A predominância desse sentimento, desse estado emocional, prejudica a racionalidade das ações necessárias e nos afasta, cada vez mais, da solução das questões relacionadas à violência e à segurança pública.
Evidentemente, há que se ter respostas práticas e objetivas para o enfrentamento da criminalidade, seja pelo aparelhamento e reforço policial-repressivo, seja pelo reexame e adoção de outros modelos punitivos na área judicial e penal.
Mas, de qualquer modo, são alternativas que não sufocam os núcleos geradores da violência, eis que estes continuam intocáveis e não superáveis devido a não vontade da sociedade e da não ação política (ação de governo, ação de poder de estado).
Esclareça-se que a não ação política não é responsabilidade única e isolada do parlamento, por exemplo, ou do judiciário, ou do executivo. Do mesmo modo, a não ação da sociedade não é algo que possamos identificar de modo personalizado e responsabilizado. Mas é um fenômeno que se traduz num estado de inércia e contemplação coletiva.
Porém, se o estado se omite, se a sociedade se omite, em partes ou no todo, os vazios de organização e poder civilizado são ocupados por outras formas de organização e poder, regra geral pelo predomínio do medo e da violência. Não há vácuo de poder!

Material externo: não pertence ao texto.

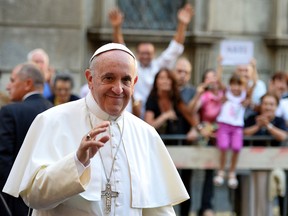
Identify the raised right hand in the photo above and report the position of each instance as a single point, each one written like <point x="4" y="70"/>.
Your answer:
<point x="90" y="145"/>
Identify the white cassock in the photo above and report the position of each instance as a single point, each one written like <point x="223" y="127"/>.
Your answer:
<point x="45" y="172"/>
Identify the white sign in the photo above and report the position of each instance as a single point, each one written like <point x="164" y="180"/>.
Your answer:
<point x="236" y="52"/>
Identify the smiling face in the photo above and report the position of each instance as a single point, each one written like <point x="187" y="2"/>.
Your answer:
<point x="164" y="82"/>
<point x="183" y="71"/>
<point x="111" y="80"/>
<point x="17" y="87"/>
<point x="268" y="105"/>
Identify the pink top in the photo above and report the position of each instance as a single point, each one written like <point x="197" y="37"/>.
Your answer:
<point x="210" y="105"/>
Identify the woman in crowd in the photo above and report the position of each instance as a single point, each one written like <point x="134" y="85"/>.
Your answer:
<point x="206" y="106"/>
<point x="165" y="109"/>
<point x="265" y="123"/>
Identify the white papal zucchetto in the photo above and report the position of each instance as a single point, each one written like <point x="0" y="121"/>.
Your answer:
<point x="111" y="46"/>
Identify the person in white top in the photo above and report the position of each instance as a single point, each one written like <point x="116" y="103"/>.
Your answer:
<point x="148" y="65"/>
<point x="278" y="86"/>
<point x="91" y="157"/>
<point x="230" y="123"/>
<point x="246" y="71"/>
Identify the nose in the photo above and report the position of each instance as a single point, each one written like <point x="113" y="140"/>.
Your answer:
<point x="8" y="86"/>
<point x="117" y="88"/>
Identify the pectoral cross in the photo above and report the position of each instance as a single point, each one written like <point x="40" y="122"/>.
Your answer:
<point x="108" y="194"/>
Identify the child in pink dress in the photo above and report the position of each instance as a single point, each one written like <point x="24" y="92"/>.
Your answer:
<point x="230" y="123"/>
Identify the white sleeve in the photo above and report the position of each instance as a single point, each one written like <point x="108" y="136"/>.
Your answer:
<point x="169" y="56"/>
<point x="159" y="211"/>
<point x="55" y="183"/>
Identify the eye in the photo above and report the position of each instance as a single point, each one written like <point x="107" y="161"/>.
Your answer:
<point x="127" y="81"/>
<point x="107" y="79"/>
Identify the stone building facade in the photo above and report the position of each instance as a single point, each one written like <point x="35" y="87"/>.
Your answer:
<point x="70" y="30"/>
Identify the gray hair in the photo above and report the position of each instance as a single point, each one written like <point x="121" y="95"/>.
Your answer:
<point x="109" y="47"/>
<point x="31" y="71"/>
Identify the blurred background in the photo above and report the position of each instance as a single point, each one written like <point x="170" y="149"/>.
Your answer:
<point x="71" y="30"/>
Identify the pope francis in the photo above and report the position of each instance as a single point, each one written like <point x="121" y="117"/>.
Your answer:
<point x="91" y="157"/>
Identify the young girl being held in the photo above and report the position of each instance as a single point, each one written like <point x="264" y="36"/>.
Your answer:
<point x="230" y="127"/>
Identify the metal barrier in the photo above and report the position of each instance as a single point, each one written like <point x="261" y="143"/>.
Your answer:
<point x="250" y="158"/>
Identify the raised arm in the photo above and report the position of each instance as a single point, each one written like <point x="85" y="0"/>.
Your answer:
<point x="184" y="17"/>
<point x="254" y="77"/>
<point x="116" y="18"/>
<point x="219" y="72"/>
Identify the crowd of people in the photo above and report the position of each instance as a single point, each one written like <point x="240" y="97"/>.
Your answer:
<point x="63" y="149"/>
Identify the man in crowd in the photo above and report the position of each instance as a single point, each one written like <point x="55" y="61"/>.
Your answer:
<point x="91" y="157"/>
<point x="63" y="84"/>
<point x="148" y="65"/>
<point x="25" y="90"/>
<point x="182" y="72"/>
<point x="41" y="59"/>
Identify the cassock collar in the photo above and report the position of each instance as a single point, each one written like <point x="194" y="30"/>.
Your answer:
<point x="97" y="111"/>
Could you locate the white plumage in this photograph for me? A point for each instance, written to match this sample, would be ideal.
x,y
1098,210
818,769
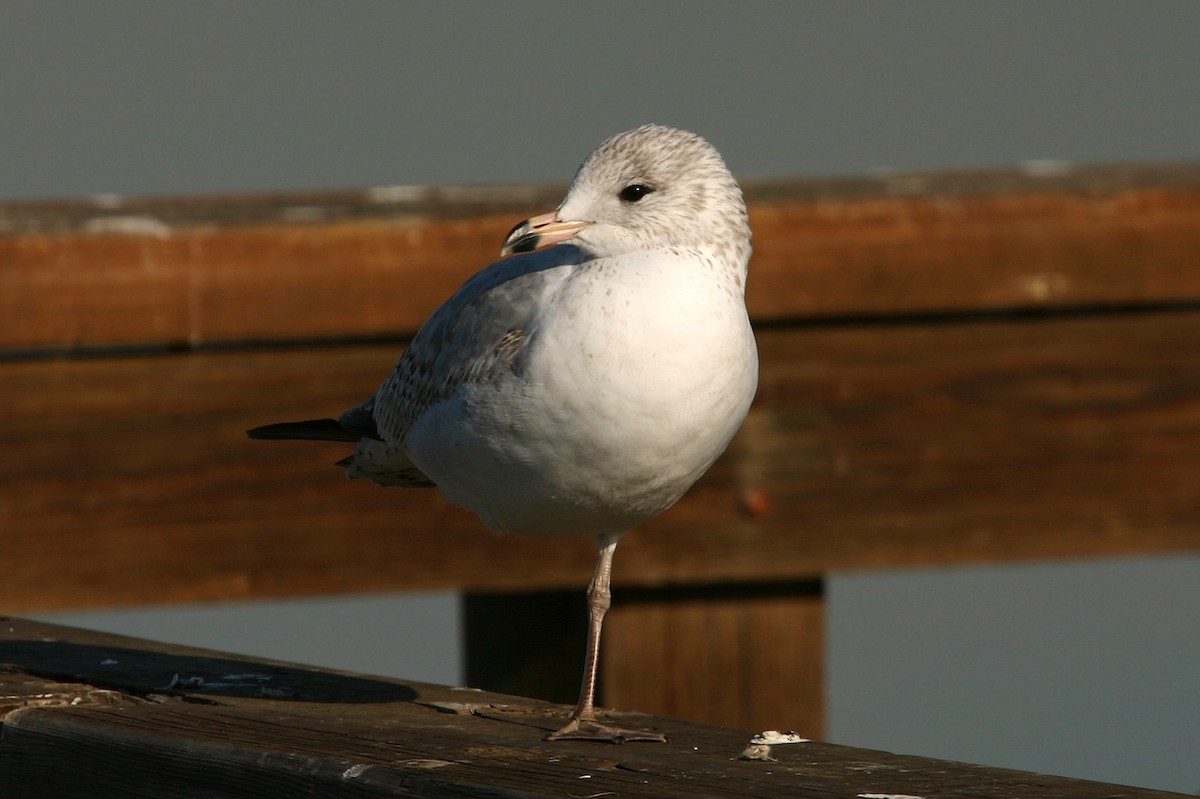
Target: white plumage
x,y
581,385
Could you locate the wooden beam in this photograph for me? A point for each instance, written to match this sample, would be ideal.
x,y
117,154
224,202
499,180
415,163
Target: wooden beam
x,y
100,715
178,271
129,480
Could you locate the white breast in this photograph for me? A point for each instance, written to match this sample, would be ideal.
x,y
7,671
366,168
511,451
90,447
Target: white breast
x,y
635,377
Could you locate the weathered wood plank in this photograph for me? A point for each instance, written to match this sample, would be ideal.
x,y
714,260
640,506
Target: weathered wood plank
x,y
183,271
739,655
90,714
129,480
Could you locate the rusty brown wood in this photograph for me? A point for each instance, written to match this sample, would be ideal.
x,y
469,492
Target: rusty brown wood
x,y
907,444
185,271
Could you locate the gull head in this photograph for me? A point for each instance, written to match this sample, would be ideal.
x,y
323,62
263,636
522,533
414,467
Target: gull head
x,y
648,188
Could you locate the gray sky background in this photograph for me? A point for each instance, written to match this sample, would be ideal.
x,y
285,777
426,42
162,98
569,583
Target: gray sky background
x,y
1080,668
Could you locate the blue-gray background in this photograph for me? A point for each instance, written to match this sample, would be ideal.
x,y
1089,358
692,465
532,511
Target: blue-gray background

Exemplo nacional de agilidade e operacionalidade de (re) organização dos núcleos de poder nas localidades onde o estado não se faz presente são as favelas cariocas, amplamente dominadas pelo narcotráfico. Mas já não é “privilégio” do Rio de Janeiro. Todas as grandes cidades têm núcleos geográficos dominados.
Neste sentido, dado o “andar da carroça” em território nacional e a descrição da natureza do processo de ocupação dos vácuos de poder, não deveria haver surpresas com as notícias recentes que dão conta das “deliberações e ultimatos” do outro poder de estado no bairro Bom Jesus!